In AA, we acknowledge a higher power, but insist that it is a higher power of our own understanding.  Each member is invited to see their own version of God as they see them. No required rules, no set pronouns, no designated dogmas behind it. This freedom is attractive to even the agnostics, who haven’t devised their own idea of a higher power yet; they can use the spirituality of the group, the power of the faith that comes from being together as their higher power. 

How do I see God? I see a higher power as a light, a certain flicker of life that exists in anything that changes (including rocks and soil). This light is a guide that is more accepting and personal than rigid and rule-making. The new gatherings of humans, including a contemplative collective that I am a member of, has less recitation and more conversation. Less talking to, more talking with.  Less words of others, more meditation and careful consideration of our own words.  I believe this is a good thing.

There is room for faith AND science, because each living thing is rooted in science and life. We study what we are in awe of.  That light of the higher power intrigues us; we study what we want to understand; we want to understand the rest of the elephant, or at least the part of the elephant that we open minded can see.

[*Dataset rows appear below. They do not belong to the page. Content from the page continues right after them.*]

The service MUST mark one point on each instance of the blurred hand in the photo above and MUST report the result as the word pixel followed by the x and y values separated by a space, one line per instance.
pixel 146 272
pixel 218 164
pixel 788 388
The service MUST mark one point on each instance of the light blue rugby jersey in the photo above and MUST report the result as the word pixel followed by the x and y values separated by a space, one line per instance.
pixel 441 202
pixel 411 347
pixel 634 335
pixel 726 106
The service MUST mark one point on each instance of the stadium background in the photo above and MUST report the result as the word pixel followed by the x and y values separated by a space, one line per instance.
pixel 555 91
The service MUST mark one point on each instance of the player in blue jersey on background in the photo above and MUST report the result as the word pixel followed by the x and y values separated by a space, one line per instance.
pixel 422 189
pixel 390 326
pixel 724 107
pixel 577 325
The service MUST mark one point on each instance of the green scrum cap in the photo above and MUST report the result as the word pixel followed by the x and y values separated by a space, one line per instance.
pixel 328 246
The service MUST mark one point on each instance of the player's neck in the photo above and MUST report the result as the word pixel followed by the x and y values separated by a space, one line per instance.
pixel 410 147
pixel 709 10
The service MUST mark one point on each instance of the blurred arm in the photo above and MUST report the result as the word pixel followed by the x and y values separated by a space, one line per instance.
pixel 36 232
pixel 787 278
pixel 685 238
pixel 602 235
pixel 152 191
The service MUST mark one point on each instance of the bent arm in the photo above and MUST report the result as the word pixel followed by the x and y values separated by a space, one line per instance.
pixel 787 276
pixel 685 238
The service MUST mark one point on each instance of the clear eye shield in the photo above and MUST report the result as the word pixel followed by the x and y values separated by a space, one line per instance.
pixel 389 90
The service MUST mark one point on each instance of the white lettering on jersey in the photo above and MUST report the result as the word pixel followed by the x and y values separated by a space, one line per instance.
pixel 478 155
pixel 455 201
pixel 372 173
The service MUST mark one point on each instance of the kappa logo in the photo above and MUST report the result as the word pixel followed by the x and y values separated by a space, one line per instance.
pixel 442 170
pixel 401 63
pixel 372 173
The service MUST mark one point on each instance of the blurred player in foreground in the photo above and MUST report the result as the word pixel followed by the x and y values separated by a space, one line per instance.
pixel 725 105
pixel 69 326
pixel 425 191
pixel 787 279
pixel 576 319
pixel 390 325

Isn’t the world always changing? Isn’t our curiosity expanding our understanding of the world, of each other? Shouldn’t that expand our view of faith, of life, of a higher power, too? I believe these changes are a good thing.

It isn’t a new God; just another path to the elephant that is already there.  Let the blind lead us to their elephants.  Let us see more of the awesome life and wonder of our higher power that resides in all that surrounds us, in all the world we see and experience.